Regional Mean Differences for Variables
Note: IMF = International Monetary Fund; NA = not applicable; SIGI = Social Institutions and Gender Index; W/M = women/men.
Note: Bolded numbers indicate the two highest values for each variable. In the case of the first four output variables and for Electoral Democracy, high values are better or more gender equal, while for all other variables high values are worse or indicate more inequality.
ANOVA significant at F value p ≤ .001 for all variables in group, except % Women in National Parliament (p ≤ .004).
Most regions score quite well on the two educational measures—the women/men literacy ratio for those aged 15 and above, and the women/men ratio of the population with at least secondary education. Nonetheless, for secondary education, both South Asia and Sub-Saharan Africa score substantially lower than other regions (but their standard deviations are comparatively high, and therefore the range of national outcomes within these regions are quite varied), while the Middle East/North Africa (MENA) falls between the lowest and highest regions.
In contrast, women’s parliamentary representation is not near equity anywhere—23 percent or less in all regions—illustrating that some factors seem fairly consistent across regions. Indeed, the standard deviations are fairly similar for each region, ranging from 7.8 to 11.9. Nonetheless, in East Asia and the MENA countries, representation rates are the lowest at 15.5 percent and 12.0 percent, respectively, while those in Europe and Central Asia (23.3 percent) are almost double those values, possibly because of the high usage of electoral or party quotas in Europe
The ratio of women’s to men’s labor force participation, a GGI gender gap measure that can run from 0 (inequality) through 1 (equality), is inconsistent. Although men’s employment rates tend to be fairly steady across regions, women’s employment opportunities vary considerably and are the primary cause for ratio fluctuations. Women are very likely to be in the labor force in North America, Europe, and Sub-Saharan Africa (where women/men ratios run between .82 and .89), moderately likely in East Asia, South Asia, and Latin America/Caribbean (with women/men ratios ranging from 0.77 to 0.62), and unlikely in the MENA countries (ratio is 0.38).

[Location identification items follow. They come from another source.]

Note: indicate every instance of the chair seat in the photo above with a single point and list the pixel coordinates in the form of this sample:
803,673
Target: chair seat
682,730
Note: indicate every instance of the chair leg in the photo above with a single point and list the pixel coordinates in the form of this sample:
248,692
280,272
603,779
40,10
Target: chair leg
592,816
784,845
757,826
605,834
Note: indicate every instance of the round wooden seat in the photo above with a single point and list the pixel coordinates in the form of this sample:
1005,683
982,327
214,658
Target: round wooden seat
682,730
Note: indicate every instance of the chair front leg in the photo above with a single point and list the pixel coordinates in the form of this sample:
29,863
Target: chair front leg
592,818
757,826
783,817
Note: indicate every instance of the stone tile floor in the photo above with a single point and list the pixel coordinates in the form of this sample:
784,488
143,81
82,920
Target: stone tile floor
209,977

Among the health measures, maternal mortality averages the highest in Sub-Saharan Africa (457.2 per 100,000) and South Asia (200.6); Sub-Saharan Africa also has highest adolescent fertility rate (90.1 per 100,000), followed by Latin America/Caribbean (60.9), and then South Asia (54.3). Since younger pregnancies often lead to higher maternal mortality, it is not surprising that these two measures are correlated and exhibit a somewhat consistent regional pattern. In contrast, an inequitable sex ratio measure of “missing women” is relatively common in some regions (e.g., South Asia, MENA, or East Asia) and very rare in others (e.g., Latin America, Europe, and Sub-Saharan Africa). Yet, in regions where it is more common, the standard deviation within those regions is also higher (0.21 to .30 compared to 0.05 to 0.12), indicating considerable national variation within the “son preference” regions. This finding is consistent with research that shows there are about 15 to 20 countries that exhibit rather unequal sex ratios (Seager 2009).

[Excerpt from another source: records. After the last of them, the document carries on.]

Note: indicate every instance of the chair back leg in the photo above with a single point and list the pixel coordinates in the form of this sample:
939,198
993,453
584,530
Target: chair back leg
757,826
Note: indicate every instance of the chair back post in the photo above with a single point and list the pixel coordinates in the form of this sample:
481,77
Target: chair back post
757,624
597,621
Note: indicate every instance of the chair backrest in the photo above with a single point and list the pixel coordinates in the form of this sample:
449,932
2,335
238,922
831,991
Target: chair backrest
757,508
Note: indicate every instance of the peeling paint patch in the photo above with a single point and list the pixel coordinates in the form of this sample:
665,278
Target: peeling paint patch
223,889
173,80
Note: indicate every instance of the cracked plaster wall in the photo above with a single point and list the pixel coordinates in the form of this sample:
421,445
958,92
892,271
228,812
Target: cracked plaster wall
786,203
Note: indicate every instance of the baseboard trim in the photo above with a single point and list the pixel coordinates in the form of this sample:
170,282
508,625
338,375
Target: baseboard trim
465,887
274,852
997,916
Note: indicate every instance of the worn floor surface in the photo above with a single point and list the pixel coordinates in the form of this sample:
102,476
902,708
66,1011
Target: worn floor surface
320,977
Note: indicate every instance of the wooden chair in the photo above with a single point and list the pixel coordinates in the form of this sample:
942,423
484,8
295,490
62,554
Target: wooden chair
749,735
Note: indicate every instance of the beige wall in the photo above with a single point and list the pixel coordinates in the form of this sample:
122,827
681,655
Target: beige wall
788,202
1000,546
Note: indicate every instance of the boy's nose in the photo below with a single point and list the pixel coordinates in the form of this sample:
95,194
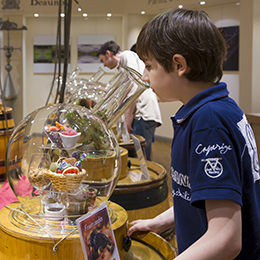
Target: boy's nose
145,78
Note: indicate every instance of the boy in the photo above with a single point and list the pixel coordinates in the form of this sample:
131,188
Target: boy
214,168
144,115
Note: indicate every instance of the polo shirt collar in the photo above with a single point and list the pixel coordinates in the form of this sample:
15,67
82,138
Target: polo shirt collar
213,93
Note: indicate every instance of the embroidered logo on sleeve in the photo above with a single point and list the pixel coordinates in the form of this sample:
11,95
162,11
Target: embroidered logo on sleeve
213,168
248,135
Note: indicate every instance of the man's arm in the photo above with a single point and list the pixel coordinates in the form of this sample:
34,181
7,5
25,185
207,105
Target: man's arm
223,239
158,224
130,117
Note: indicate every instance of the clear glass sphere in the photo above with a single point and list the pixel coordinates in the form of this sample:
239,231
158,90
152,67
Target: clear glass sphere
62,158
87,96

In sum, gendered inequality outcomes reveal considerable variation among the regions of the Global South which is hidden when they are considered as just one undifferentiated group. South Asia and Sub-Saharan Africa have the most gender inequality in literacy and secondary education rates, as well as the highest maternal mortality or adolescent fertility rates. However, the Middle East and North African (MENA) nations have the lowest women/men labor force participation, and MENA and East Asian nations share the lowest parliamentary representation.
Since the SIGI scores were created in order to study development processes, the countries of North America were excluded; so the Global North is represented only by Europe and the remaining regions were considered part of the Global South. The first SIGI subindex is family code, which combines multiple measures of early marriage, polygamy, women’s legal guardianship of children, and women’s inheritance rights. The regions of Europe, Latin America, and East Asia have relatively low mean scores (0.09 to 0.15), representing near equality, while the most inequality is found in Sub-Saharan Africa (0.51), followed by South Asia (0.44) and the Middle East/North Africa (0.41).

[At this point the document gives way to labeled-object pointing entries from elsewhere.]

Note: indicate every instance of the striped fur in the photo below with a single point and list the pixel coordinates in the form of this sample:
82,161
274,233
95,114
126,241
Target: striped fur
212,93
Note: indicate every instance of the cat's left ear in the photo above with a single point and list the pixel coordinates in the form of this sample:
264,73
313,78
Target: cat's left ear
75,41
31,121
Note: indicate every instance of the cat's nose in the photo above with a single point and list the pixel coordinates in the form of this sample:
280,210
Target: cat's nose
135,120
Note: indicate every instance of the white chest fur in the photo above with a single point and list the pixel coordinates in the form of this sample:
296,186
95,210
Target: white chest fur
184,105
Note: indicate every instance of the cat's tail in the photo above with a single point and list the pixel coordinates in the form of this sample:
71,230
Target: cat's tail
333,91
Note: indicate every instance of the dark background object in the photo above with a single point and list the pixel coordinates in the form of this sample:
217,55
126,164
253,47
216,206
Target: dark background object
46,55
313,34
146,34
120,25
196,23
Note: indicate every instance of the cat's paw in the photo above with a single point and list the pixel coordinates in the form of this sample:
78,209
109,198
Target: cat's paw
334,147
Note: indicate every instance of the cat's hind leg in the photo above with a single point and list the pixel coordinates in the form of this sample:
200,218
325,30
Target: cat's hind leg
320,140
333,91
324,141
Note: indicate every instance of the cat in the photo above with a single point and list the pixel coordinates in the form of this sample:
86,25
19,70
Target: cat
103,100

The subindex of physical integrity, another multiple indicator, measures FGM pervasiveness and three types of laws opposing violence against women. None of the regions score very well (i.e., close to 0)—but Europe, Latin America, East Asia, and South Asia all are relatively equitable with indices between 0.22 and 0.29—likely because of relatively strong anti-violence laws. However, Sub-Saharan Africa (0.49) and the Middle East/North Africa (0.42) both have mean values that are half way to full inequality, although the reasons may vary. FGM is prevalent in some African countries, but not all, and violence against women laws may also be uneven.
For the civil liberties subindex, which combines women’s freedom of movement and freedom of dress, most regions have low scores, nearing equality. (The results are similar to those for son preference, with little variation across most of the regions.) Europe and Latin America score a perfect “0,” and East Asia (0.09) and Sub-Saharan Africa are quite low as well at 0.08 and 0.13, while the most unequal regions are South Asia (0.51) and Middle East/North Africa (0.48).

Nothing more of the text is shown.